Администрация не возражала. Охранники подобрались в поселке веселые, с огоньком: то соек на ужин настреляют, чтобы похлебка наваристей была, то бабу какую из своих в кустах поймают, порезвятся. Парни были простые, без затей. За ослушание – били, одного пристрелили (не то за подготовку побега, не то еще за что). Коменданта боялись (уж больно суров), а в лесу – отдыхали душой, раскрепощались.
В центре поселка поставили агитационный стенд, на котором то и дело сменялись яркие, остро пахнущие красками плакаты. Агитация была призвана ускорить процесс перевоспитания эксплуататорского класса.
В общем, жизнь налаживалась.
Зулейхе с Юзуфом уступили нижние нары, подальше от входа, куда не долетал сквозняк от постоянно открывающейся двери. Рядом – нары Изабеллы, дальше – бабушки Янипы, еще нескольких ленинградских (старички по возможности старались держаться друг друга). Грузинка Лейла, несмотря на солидный возраст и вес, устроилась на верхних. Для нее пришлось набить на стойки пару крепких перекладин, по которым она взбиралась на второй этаж, как по лестнице.

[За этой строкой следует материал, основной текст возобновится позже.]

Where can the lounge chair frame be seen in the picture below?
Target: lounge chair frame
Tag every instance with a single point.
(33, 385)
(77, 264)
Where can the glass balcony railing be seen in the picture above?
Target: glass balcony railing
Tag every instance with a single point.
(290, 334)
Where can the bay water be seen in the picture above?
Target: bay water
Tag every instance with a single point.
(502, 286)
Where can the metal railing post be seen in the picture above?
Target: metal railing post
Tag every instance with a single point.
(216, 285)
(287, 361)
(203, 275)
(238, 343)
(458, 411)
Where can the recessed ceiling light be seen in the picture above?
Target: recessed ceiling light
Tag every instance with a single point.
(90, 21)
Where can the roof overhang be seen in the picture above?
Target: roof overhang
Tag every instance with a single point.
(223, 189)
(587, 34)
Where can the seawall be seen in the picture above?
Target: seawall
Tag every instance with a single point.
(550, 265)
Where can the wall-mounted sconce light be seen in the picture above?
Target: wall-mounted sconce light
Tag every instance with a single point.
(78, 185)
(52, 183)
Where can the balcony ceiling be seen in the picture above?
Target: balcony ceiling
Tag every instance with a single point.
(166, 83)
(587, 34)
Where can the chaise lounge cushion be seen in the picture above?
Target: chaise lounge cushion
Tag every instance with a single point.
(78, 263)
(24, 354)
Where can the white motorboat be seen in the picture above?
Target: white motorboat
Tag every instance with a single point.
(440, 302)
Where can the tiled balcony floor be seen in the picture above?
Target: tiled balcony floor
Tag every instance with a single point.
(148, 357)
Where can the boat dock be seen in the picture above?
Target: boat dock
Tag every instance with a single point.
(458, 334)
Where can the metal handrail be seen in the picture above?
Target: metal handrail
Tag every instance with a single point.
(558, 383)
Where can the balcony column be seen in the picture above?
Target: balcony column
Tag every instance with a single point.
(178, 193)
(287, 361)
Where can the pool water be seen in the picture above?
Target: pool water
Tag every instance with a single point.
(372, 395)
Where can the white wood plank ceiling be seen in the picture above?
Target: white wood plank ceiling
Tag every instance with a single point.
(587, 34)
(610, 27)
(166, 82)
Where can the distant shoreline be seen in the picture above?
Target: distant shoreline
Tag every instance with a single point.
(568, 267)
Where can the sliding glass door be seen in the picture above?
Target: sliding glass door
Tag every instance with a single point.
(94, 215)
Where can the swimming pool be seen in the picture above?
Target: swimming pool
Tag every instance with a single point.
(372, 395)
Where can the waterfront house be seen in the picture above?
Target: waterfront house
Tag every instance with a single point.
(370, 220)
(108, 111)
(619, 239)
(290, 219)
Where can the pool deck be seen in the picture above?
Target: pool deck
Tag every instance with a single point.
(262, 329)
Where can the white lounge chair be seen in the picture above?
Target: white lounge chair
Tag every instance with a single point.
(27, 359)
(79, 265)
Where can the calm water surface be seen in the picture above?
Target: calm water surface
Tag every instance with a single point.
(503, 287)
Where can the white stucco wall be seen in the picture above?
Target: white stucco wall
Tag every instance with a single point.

Расторопную Зулейху так и оставили при кухне. Поставили над ней не старого еще, но уже иссохшего, как древесная кора, и до горбатости сутулого мужчину из новеньких, с очень хрупким на вид, когда-то наголо обритым, а теперь поросшим редкой черной порослью черепом, – Ачкенази. Он был молчалив, глаза имел вялые, испуганные, полуприкрытые, а подбородок опущенный, словно подставлял бритый затылок любому, кто захочет взять его за шиворот. Ачкенази когда-то был поваром и, говорили, отменным. Он никогда не резал – шинковал, не лущил – очищал, не жарил – пассеровал, не ошпаривал – бланшировал, не тушил – припускал. Суп называл – буйоном, сухари – гренками, а куски рыбы и вовсе – гужоном. С Зулейхой не разговаривал, лишь перебрасывался короткими фразами, чаще – жестами. Она его слегка побаивалась: Ачкенази был одним из немногих, кто попал в поселок по замене меры наказания, а значит, сейчас должен был бы сидеть в тюрьме или в лагере вместе с настоящими ворами и убийцами. Преступления его Зулейха не знала, но на всякий случай старалась исполнять просьбы быстро и старательно, не раздражать. Впрочем, работать с ним было приятно: дело свое он знал, а к Зулейхе относился ровно, без придирок.
На поврежденную руку новой помощницы смотрел поначалу критически: не помешает ли работе? Концы всех пяти пальцев левой руки были у Зулейхи слегка покореженные, в странных коротких и кривых шрамах, похожих на запятые. «В молотилку попала», – объяснила она новому начальнику, не дожидаясь вопроса. Увидев, как ловко она управляется с дичью и рыбой, он успокоился.
Вдвоем они держали всю кухню в поселке: Ачкенази мэтром, по выражению Константина Арнольдовича, а Зулейха – при нем, на побегушках: мыла, чистила, щипала, потрошила, разделывала, резала, терла, скоблила, опять мыла. Ну и разносила обед по лесу. Ведро с похлебкой в одну руку, с питьевой водой в другую, и – вперед: до первой рабочей станции – обратно, до второй – обратно, до третьей… Пока всех обежишь, накормишь – ужин пора ставить. Вечером до нар еле добредала, падала. И думала: счастье, что при кухне.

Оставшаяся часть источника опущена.